Habakkuk 2:2b-3 10:37
“Write the vision; make it plain on tablets, so he may run who reads it. 3 For still the vision awaits its appointed time; it hastens to the end—it will not lie. If it seems slow, wait for it; it will surely come; it will not delay.”
“Yet a little while, and the coming one will come and will not delay; 38 but my righteous one shall live by faith, and if he shrinks back, my soul has no pleasure in him.”
In much of the Western Church, Friday began the “O” Antiphons — antiphons used in evening prayer for the last seven days of Advent. Since at least the fourth century, these texts have prepared the faithful for the coming of Christ in the final week spent journeying towards the eve of his nativity. You can find these antiphons in various Lutheran sources: pp. 175-176 in the Lutheran Book of Worship; hymn #257 in Evangelical Lutheran Worship; hymn #357 in the Lutheran Service Book.
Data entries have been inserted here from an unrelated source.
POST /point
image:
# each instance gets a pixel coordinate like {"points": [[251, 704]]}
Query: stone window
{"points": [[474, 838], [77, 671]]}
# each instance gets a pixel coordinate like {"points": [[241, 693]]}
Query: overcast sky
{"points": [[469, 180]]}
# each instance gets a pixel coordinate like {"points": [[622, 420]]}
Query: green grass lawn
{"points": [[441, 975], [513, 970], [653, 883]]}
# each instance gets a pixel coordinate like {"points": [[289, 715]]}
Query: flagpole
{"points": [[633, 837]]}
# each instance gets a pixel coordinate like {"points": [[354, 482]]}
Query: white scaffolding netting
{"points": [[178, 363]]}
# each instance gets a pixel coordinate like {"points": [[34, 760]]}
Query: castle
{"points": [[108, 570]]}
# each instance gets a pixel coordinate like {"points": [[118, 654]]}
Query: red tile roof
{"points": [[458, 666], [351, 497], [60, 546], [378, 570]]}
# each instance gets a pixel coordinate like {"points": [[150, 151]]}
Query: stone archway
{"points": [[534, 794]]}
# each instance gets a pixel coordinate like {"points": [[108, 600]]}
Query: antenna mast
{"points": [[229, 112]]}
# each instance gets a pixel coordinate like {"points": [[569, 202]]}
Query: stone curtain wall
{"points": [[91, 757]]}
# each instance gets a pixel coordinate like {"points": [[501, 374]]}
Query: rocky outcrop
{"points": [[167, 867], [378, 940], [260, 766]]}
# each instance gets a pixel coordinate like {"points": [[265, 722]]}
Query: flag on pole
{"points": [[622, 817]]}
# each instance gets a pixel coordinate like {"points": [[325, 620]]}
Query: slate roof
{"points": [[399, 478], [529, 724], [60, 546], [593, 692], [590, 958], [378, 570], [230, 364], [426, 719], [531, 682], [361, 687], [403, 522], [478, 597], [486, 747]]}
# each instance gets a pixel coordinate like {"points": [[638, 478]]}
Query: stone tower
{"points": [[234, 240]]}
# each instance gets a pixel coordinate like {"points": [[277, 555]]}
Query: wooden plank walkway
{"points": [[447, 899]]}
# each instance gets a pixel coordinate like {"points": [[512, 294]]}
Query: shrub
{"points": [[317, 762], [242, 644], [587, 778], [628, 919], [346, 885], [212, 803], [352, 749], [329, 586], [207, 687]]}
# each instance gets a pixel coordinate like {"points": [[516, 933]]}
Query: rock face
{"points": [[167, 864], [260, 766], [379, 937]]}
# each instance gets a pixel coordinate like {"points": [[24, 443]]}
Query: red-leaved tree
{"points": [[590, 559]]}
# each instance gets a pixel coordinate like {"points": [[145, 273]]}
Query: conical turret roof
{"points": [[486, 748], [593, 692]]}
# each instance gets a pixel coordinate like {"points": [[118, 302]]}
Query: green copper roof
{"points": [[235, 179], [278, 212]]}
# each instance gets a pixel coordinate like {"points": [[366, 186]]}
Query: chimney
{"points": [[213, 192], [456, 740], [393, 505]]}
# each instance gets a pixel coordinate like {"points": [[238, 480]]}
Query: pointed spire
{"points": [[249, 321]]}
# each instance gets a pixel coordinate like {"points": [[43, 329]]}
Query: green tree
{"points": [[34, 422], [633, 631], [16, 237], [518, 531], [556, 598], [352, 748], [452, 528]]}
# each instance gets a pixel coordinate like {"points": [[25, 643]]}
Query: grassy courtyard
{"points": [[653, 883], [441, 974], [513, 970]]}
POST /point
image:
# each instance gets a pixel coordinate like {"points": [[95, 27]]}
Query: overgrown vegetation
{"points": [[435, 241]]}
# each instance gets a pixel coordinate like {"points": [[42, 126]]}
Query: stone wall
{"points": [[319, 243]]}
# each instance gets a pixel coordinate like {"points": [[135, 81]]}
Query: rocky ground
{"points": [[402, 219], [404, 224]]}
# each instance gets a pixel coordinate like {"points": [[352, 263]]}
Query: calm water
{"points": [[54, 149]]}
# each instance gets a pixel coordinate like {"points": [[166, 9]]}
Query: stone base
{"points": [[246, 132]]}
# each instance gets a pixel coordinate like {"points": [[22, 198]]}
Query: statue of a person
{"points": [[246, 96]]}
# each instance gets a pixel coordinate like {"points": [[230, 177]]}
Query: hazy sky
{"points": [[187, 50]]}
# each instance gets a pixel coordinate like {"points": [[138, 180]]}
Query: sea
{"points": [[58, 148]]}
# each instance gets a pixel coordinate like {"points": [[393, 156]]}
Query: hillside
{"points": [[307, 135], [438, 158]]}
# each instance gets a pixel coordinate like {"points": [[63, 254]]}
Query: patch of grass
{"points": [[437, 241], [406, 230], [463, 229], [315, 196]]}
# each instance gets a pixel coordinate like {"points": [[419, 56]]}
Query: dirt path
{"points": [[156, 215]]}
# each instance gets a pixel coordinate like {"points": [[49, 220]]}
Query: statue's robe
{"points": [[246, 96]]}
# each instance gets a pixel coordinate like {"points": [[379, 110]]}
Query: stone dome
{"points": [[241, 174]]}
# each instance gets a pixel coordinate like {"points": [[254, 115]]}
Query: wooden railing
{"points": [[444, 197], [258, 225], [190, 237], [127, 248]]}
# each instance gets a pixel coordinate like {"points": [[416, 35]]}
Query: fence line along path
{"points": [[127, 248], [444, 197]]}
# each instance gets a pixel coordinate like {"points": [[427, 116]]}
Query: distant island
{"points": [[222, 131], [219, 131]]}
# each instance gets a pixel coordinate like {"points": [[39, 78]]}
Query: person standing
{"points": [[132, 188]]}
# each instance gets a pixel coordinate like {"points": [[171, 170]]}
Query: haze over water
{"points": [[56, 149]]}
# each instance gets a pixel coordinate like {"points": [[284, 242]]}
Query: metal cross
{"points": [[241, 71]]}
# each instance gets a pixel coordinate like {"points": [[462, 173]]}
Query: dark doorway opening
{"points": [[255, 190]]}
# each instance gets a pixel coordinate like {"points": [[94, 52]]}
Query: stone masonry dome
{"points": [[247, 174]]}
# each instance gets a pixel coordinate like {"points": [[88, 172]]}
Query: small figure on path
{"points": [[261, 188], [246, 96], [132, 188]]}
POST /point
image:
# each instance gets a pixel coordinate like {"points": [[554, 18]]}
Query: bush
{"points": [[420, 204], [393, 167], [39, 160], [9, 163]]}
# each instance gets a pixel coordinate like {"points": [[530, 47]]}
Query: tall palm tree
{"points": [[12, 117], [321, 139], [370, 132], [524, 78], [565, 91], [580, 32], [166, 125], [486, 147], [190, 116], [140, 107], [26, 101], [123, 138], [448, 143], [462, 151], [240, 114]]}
Each year, December 17 begins these seven striking descriptions of Jesus, and these “O” Antiphons have several beautiful features that enrich the faith practice of the church during this season. Each antiphon begins with the letter “O” followed by a titular name of God from the Hebrew Scriptures — each name also referring to an Isaian prophesy of the coming Messiah. Additionally, the first letter of these Messianic names (or titles): Sapientia, Adonai, Radix, Clavis, Oriens, Rex, Emmanuel — form a reverse acrostic of the Latin words ERO CRAS (“Tomorrow, I will come”), reminding us of both Christ’s first advent as well as his second. Especially significant for us today is that these antiphons also inspired the seven verses of the popular hymn we know as “O Come, O Come, Emmanuel.” And so, today, as we contemplate the heavenly vision so long awaited in Habakkuk 2, as we reflect on the faithful promise that the “coming one will come” in Hebrews 10, as we read of Thomas’ incredulity that the risen Jesus had indeed come in John 20, as we are reminded in the great Advent psalm (146) that our hope and deliverance comes not from earthly rulers but from the Lord who will reign forever, and most importantly, as we look around us towards a conflicted, confused and hurting world, may these “O” Antiphons give us hope. May they instill in us the same yearning spirit from Mary’s hymn of praise (Luke 1:46-55). Ultimately, may they remind us — even when other persons, institutions and systems vie for the claim — of the one who is the true: Wisdom from on high, Lord of Might, Root of Jesse, Key of David, Dayspring, Desire of Nations, Emmanuel (“God with us”), the one whose name is Jesus and whose soon return fills us with holy anticipation and joy.